Bekasi, Generasi.co — Presiden RI Prabowo Subianto turun langsung menjenguk para korban selamat dari insiden tabrakan maut antara Kereta Api (KA) Argo Bromo Anggrek dan KRL Commuter Line yang tengah dirawat di RSUD Kota Bekasi, Selasa (28/4/2026).
Merespons tragedi yang bermula dari perlintasan sebidang tersebut, Kepala Negara memastikan pemerintah pusat segera mengambil langkah konkret. Prabowo menyatakan telah menyetujui usulan percepatan pembangunan jalan layang (flyover) di kawasan Stasiun Bekasi Timur.
“Bekasi telah mengajukan dibuat flyover karena Bekasi ini juga padat ya, dan keperluan kereta api itu sangat penting, sangat mendesak. Jadi saya sudah setujui segera dibangun flyover,” tegas Presiden Prabowo usai kunjungannya di RSUD Kota Bekasi.
Dibiayai Langsung Lewat Bantuan Presiden
Pembangunan flyover ini menjadi solusi struktural agar insiden lalu lintas di perlintasan sebidang yang mengganggu perjalanan kereta api tidak kembali terulang.
Terkait pendanaan, Presiden menegaskan bahwa proyek vital ini akan diambil alih oleh pemerintah pusat.
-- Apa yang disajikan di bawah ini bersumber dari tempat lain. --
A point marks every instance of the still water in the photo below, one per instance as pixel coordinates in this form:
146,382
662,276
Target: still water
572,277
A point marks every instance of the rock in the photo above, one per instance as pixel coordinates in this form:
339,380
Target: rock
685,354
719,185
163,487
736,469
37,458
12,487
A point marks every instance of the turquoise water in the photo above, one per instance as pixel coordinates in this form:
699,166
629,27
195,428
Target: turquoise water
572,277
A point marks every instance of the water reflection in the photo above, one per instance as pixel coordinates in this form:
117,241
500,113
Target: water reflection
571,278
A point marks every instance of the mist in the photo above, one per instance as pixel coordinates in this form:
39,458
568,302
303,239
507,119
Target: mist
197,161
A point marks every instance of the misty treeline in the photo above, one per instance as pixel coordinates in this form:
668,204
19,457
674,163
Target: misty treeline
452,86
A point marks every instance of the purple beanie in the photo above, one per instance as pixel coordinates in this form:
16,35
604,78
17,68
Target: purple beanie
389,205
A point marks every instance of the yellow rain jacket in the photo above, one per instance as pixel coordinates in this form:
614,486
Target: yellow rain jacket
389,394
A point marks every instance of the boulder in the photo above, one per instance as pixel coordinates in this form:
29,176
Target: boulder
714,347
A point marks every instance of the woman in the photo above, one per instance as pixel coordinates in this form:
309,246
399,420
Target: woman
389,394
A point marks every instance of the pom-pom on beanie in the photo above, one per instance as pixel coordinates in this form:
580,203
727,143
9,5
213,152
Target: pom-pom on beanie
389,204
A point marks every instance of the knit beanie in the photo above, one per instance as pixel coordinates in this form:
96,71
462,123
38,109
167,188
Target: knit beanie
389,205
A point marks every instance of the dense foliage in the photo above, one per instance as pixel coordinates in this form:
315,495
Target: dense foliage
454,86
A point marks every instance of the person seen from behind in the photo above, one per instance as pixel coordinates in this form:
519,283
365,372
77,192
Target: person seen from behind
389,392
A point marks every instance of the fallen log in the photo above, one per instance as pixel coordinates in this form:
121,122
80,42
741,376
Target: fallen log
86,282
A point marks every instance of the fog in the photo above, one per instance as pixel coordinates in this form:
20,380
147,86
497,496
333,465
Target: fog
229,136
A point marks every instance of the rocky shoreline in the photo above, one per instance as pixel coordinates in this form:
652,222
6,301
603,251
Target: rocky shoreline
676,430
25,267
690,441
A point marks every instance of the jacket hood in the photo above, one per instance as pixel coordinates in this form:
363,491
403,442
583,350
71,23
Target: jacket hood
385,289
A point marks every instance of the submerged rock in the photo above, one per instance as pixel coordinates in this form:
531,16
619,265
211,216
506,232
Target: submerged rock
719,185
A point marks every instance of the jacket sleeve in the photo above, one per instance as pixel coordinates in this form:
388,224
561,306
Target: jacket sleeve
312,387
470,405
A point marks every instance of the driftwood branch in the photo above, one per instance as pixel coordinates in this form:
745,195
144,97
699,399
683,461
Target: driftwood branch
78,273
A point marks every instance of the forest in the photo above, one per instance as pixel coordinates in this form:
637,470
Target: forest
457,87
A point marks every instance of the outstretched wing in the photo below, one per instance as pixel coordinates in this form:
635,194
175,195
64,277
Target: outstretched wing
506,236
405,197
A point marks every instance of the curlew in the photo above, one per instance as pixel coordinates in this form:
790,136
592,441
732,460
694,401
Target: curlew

Prabowo memastikan alokasi dananya bersumber dari kas kepresidenan untuk mempercepat proses eksekusi.
“Langsung oleh Bantuan Presiden (Banpres),” jelasnya singkat.
Keputusan ini sejalan dengan usulan Wali Kota Bekasi sebelumnya yang mengalami defisit anggaran APBD untuk kebutuhan konstruksi fisik flyover di kawasan Bulak Kapal yang ditaksir mencapai Rp250 miliar.
Update Korban Tragedi: 7 Orang Tewas
Sebagai informasi, kecelakaan horor pada Senin (27/4) malam tersebut merupakan imbas dari efek karambol. Awalnya, sebuah taksi tertabrak (tertemper) oleh KRL di perlintasan sebidang yang tak jauh dari Stasiun Bekasi Timur.
Insiden pertama ini memaksa rangkaian KRL dari arah Jakarta menuju Cikarang berhenti tertahan di jalur Stasiun Bekasi Timur. Nahas, dari arah belakang, KA Jarak Jauh Argo Bromo Anggrek melaju dan langsung menghantam gerbong khusus perempuan KRL yang sedang berhenti tersebut.
Akibat benturan berkecepatan tinggi itu, gerbong KRL ringsek parah. Data terbaru pasca-evakuasi menyeluruh memastikan bahwa jumlah korban jiwa dalam petaka maut di Stasiun Bekasi Timur ini bertambah menjadi tujuh orang tewas.